We asked if there was anything we could do. He started to cry. “Give me my sister back,” he said. “Can you do that?”
No, but we could give him two dollars we had on hand. He said he didn’t want the money, though he did eventually put it into his battered wallet which, except for the photo and his social services card, was empty. Otherwise, his total possessions consisted of the clothes on his back and a filthy plastic shopping bag filled with aluminum cans salvaged from garbage bins.
He talked about many things: how he spends a lot of time in Central Park because he has no better place to go. The unfairness of the police who, he says, sometimes kick him out of the park although he has a legal right to be there. People who would kill him because he knows too much.

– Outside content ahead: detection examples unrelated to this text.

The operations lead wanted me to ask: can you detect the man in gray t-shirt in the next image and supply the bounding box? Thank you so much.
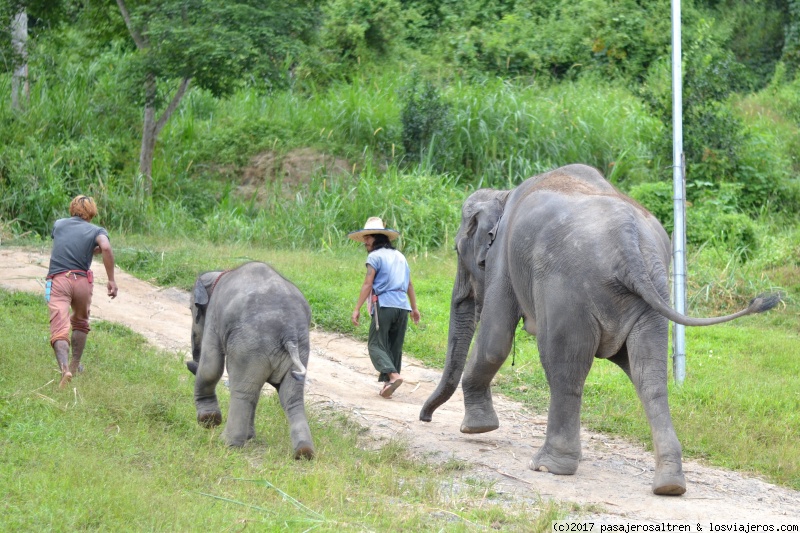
[45,195,117,387]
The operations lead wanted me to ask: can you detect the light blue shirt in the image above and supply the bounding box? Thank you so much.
[367,248,411,311]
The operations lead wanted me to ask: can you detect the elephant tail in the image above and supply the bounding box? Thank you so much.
[284,341,307,383]
[628,224,781,326]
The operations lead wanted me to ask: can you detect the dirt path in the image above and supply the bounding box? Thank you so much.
[0,247,800,523]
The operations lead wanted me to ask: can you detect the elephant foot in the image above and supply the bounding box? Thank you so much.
[653,467,686,496]
[461,407,500,433]
[528,448,581,476]
[294,441,314,459]
[197,411,222,428]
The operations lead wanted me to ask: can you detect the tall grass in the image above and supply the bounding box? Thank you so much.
[90,237,800,489]
[0,291,566,531]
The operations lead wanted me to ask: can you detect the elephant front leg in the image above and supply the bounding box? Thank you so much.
[194,342,225,427]
[461,312,516,433]
[278,375,315,459]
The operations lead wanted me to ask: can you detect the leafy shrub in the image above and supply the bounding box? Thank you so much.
[321,0,403,61]
[686,208,758,257]
[400,76,453,170]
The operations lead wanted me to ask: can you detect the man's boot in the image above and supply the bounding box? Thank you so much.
[69,331,89,376]
[53,341,72,389]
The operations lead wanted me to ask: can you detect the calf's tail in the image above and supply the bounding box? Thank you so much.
[284,341,306,383]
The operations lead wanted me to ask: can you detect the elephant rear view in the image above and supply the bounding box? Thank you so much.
[187,262,314,459]
[420,165,780,495]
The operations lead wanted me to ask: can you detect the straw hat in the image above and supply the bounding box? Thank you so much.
[347,217,400,242]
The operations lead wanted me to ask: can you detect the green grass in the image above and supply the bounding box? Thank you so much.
[0,291,565,531]
[103,237,800,489]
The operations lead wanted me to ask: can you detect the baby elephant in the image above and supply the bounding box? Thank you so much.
[186,262,314,459]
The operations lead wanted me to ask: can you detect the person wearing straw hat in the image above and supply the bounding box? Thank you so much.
[45,194,118,388]
[347,217,420,399]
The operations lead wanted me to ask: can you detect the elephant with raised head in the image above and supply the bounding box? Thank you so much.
[186,262,314,459]
[420,165,780,495]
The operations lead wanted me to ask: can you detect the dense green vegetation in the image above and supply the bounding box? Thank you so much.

“I have problems with alcohol, I don’t deny that,” he said, though when we met him his eyes were clear rather than bloodshot.
We asked where he sleeps. “I sleep on a couch,” he said. “An old Puerto Rican man — I don’t know his name — he said he owns the building. I asked him if I could sleep on the couch, and he gave me a blanket and a pillow, too. Then he said ‘Wait right there, don’t move,’ and I thought he was going to call the police, but instead he came back with a big platter” — he held his hands more than a foot apart to show how big it was — “filled with chicken and rice and beans and bread and soda.”
We realized he was talking about an outdoor couch. We asked if we could see it. The question surprised him, but he led us through a few blocks of downtown streets to a litter-strewn alleyway between some old brick buildings. There we saw an incongruously colorful sofa with a blanket and pillow on it. The sofa hadn’t been there long; there was none of the rotting or waterstains you’d see had it been in a rainstorm.
There was no tarpaulin or waterproofing over it. We didn’t ask what he would do the next time it rained.
“I keep it clean,” he said, and sure enough the litter strewn through the alleyway stopped a couple feet from the sofa.
He wouldn’t let us take his picture, though he did let us photograph his bed. As we walked out of the alley some church bells started chiming.
“It’s like the voice of the Lord,” he said.
We turned in one direction to go back to our office, and he turned in another to go wherever he goes.
It rained the next morning. We returned to the alley and found no sign of Lorenzetti. His sofa and bedding were ruined.